The rapid expansion of air transport presents a challenge for the aeronautical industry in terms of productivity. Estimates from Flight Fleet Forecast 2016-2035 suggest the size of the global commercial fleet could reach almost 50,000 aircraft by 2035, compared to 19,500 today. While aircraft order backlogs now represent 8 years of production, growing demand is placing intense pressure on all players in the industry. Meeting this challenge will therefore require an increased emphasis on R&D and innovation.
Thanks to the digital revolution, engineering solutions known as “Factory 4.0” can increase productivity along the production line. For example, 3D printing manufactures complex parts through precise processes to reduce production time. This represents considerable savings in terms of time and material waste.
The overall improvement in production efficiency also requires optimizing inventory management and supply chain management – all the way from the subcontractors to the airlines. Deploying B2B e-commerce technologies streamlines both inventory and supply chain flow, which saves time and resources.
The world is talking about Industry 4.0 or the fourth industrial revolution, that is, the current trend of higher level of automation, digitalization and data exchange in manufacturing technologies. It includes cyber-physical systems, Internet of Things and cloud computing among other technological assets. With more than 5000 sensors, which generate up to 10 GB of data per second, modern aircraft engines are an exponent of what digitalization and the Internet of Aircraft Things could furnish, as part of the upcoming Industry 4.0 revolution, in the aviation industry. This new era has the potential to improve air transport key performance areas. Particularly, in an industry where safety levels are so high and the margins for improvement are extremely tight, this upcoming era might imply a shift in safety improvement.

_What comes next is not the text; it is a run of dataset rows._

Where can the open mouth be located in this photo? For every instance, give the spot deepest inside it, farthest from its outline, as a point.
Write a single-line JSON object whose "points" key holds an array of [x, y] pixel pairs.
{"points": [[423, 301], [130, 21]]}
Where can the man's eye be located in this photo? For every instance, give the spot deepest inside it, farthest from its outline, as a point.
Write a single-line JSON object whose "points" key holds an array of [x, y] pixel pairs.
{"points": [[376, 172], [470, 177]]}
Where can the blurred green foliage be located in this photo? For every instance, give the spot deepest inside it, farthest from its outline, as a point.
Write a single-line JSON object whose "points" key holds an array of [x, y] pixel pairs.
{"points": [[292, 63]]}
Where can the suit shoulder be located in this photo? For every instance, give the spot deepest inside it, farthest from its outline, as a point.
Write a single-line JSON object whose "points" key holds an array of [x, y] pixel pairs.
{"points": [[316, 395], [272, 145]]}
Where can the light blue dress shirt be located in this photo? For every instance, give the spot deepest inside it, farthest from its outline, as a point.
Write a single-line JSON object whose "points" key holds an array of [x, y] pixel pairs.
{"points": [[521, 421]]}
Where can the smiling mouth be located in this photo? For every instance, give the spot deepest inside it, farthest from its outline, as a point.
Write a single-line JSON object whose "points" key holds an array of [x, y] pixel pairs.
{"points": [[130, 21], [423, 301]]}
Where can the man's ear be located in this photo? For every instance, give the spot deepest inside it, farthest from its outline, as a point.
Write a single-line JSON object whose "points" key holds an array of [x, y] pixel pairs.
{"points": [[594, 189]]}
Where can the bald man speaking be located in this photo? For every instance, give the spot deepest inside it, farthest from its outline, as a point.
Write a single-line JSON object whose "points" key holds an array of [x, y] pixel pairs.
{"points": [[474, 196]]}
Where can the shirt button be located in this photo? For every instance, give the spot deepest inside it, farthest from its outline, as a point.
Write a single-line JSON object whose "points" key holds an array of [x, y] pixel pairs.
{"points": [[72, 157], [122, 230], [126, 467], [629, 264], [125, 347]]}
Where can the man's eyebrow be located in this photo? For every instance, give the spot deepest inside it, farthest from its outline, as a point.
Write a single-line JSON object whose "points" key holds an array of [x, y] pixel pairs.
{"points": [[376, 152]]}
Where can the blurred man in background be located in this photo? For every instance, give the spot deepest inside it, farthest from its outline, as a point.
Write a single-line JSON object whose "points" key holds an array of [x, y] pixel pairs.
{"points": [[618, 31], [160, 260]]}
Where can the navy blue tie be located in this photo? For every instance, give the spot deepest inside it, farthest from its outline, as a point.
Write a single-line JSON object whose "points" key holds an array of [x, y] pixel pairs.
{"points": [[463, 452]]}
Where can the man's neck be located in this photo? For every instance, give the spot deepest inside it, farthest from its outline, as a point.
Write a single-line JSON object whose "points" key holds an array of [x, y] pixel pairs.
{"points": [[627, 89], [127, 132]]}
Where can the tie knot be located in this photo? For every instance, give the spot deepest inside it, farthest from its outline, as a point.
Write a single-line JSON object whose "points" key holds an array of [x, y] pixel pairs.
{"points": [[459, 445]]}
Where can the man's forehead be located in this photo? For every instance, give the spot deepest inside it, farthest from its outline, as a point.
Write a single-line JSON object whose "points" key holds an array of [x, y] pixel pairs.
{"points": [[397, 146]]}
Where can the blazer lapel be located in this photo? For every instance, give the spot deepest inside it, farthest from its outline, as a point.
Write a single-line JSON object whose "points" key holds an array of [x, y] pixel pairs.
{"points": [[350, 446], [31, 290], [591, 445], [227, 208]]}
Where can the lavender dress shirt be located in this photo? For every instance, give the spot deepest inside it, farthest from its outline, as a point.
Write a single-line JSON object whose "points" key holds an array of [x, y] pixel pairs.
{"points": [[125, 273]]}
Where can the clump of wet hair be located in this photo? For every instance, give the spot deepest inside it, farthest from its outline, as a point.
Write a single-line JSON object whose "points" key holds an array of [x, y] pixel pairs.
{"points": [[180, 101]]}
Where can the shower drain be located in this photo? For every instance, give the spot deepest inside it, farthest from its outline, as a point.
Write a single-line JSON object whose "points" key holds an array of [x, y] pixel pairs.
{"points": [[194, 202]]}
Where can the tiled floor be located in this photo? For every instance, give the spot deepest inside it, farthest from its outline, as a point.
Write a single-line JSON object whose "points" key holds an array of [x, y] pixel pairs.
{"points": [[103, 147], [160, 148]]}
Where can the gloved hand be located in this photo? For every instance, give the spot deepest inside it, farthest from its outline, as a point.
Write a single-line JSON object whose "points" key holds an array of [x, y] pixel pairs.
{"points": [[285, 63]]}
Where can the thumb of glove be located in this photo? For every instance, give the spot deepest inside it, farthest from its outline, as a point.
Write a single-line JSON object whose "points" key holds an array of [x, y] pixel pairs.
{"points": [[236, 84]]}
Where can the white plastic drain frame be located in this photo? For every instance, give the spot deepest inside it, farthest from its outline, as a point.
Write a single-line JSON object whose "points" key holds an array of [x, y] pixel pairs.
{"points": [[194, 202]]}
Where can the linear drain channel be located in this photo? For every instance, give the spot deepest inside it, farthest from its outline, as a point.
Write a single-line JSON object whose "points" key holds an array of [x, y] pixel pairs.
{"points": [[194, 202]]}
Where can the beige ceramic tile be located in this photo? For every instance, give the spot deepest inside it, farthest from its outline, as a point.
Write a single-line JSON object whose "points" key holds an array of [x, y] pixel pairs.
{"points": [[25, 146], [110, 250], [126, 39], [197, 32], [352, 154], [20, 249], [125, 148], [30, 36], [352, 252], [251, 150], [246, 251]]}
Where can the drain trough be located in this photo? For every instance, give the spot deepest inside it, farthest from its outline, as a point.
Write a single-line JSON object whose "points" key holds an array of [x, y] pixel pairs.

In the movie, you can see Siemens vision about the future of aerospace:
MTU Aero Engines is Germany’s leading engine manufacturer and an established global player in the industry. The company engages in the design, development, manufacturing, marketing and support of commercial and military aircraft engines in all thrust and power categories and stationary gas turbines. Operating affiliates all over the world, MTU has a local presence in major regions and markets.
In the commercial engine business, MTU has content from propulsion systems for business jets and engines for narrow-body aircraft with geared turbofan technology to the world’s most powerful engines. The company is a valued and trusted partner to all big players in the industry: GE, Pratt & Whitney and Rolls-Royce.
In the maintenance business, MTU Maintenance is the world’s largest independent provider of commercial engine MRO (maintenance, repair and overhaul) services in terms of sales. The primary focus is on providing support for engines in which MTU is a risk- and revenue-sharing partner. MTU is the leading global provider of maintenance and repair services for the V2500, the engine powering the current Airbus A320 family of aircraft. MTU Maintenance also offers repair solutions for a wide variety of different engine types. In the military arena, MTU Aero Engines is Germany’s industrial lead company for practically all engines flown by the country’s military. The company delivers the enabling technologies, develops and manufactures engines and engine components, and provides logistics support.
Mr. Christian Grünberger is director intellectual property management since 2008 at MTU aero engines. He spoke about the new role of IP departments and what IP experts can do to foster innovation within their organizations: “The innovation driven IP department”.